Lin Ruxi’s fingertip rested beneath her chin, her eyes narrowing. Beautiful, brilliant, unmarred by genetic defect—her disability was acquired, not inherited.
At last, Lin Ruxi had found the finest gene stock for the empire’s heir. She would not let her slip away.
Jin Yunxi’s eyes widened, blazing with shock and fury. Gritting her teeth, she spat each word: “Your Majesty, restrain yourself. I do not like Omegas.”
“Oh? I don’t believe that.” Lin Ruxi’s hand slid from her collarbone down to her thigh. “An S-class Alpha, enduring every susceptibility period alone? Impossible.”
“And your pain—don’t you need an Omega’s pheromones to ease it?”
“You underestimate me.
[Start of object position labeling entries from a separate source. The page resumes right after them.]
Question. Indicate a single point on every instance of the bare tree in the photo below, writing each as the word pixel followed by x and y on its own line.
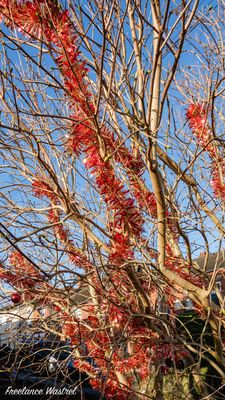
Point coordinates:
pixel 112 163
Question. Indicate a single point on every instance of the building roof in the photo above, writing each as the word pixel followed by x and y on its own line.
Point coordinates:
pixel 210 262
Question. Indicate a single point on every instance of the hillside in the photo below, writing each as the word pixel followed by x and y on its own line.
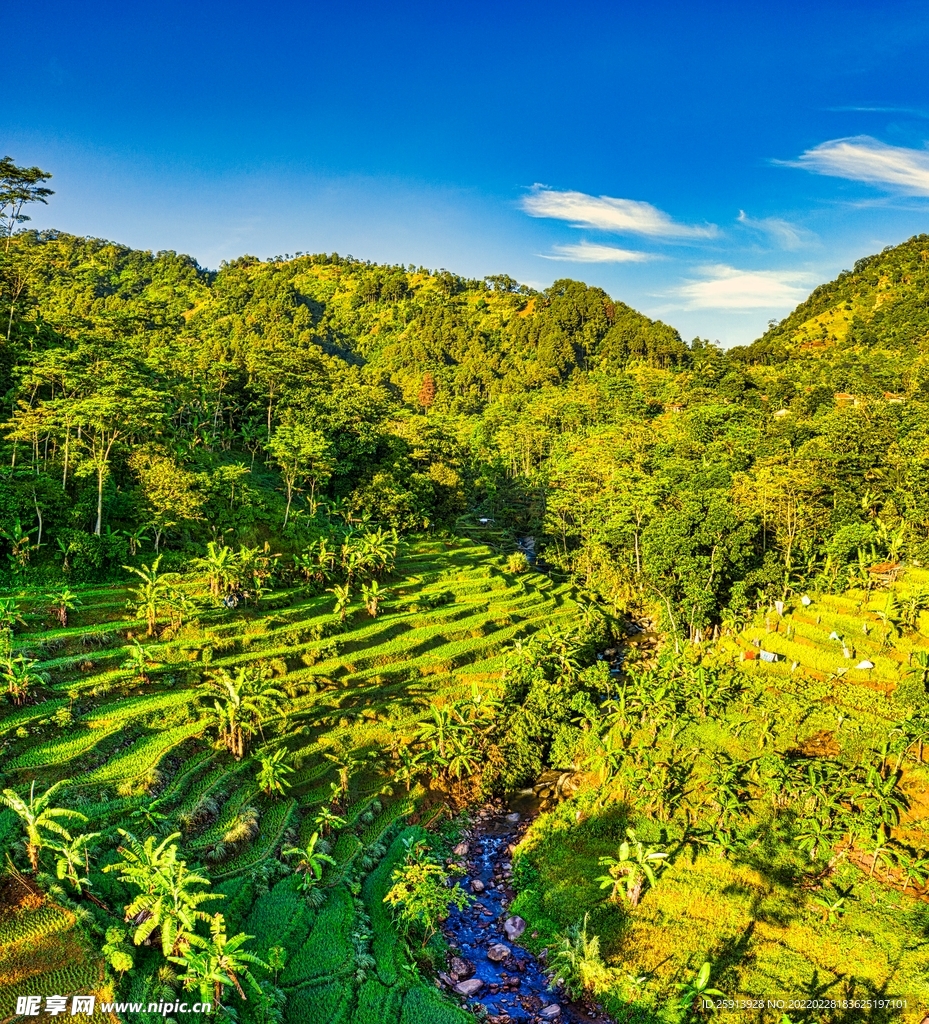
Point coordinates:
pixel 133 742
pixel 301 560
pixel 880 306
My legs are not the problem,” Jin Yunxi snapped, forcing steel into her voice despite the fire in her veins.
“Is that so?” Lin Ruxi twirled gracefully, and with a fluid motion, lowered herself into Jin Yunxi’s lap. Her full curves pressed down as her arms looped around Jin Yunxi’s neck.
“Is that so…” The words stretched languidly from her lips, dripping with mockery and challenge.
Then—abruptly—the phone rang, shattering the suffocating silence.
Instinctively, Jin Yunxi’s eyes darted to the glowing screen. A flicker of panic betrayed her as she reached out to end the video call request.
That fleeting lapse did not escape Lin Ruxi’s notice. Her smile curved sharper as she entwined her fingers with Jin Yunxi’s, locking her hand in place—and with a languid slide upward, she accepted the call.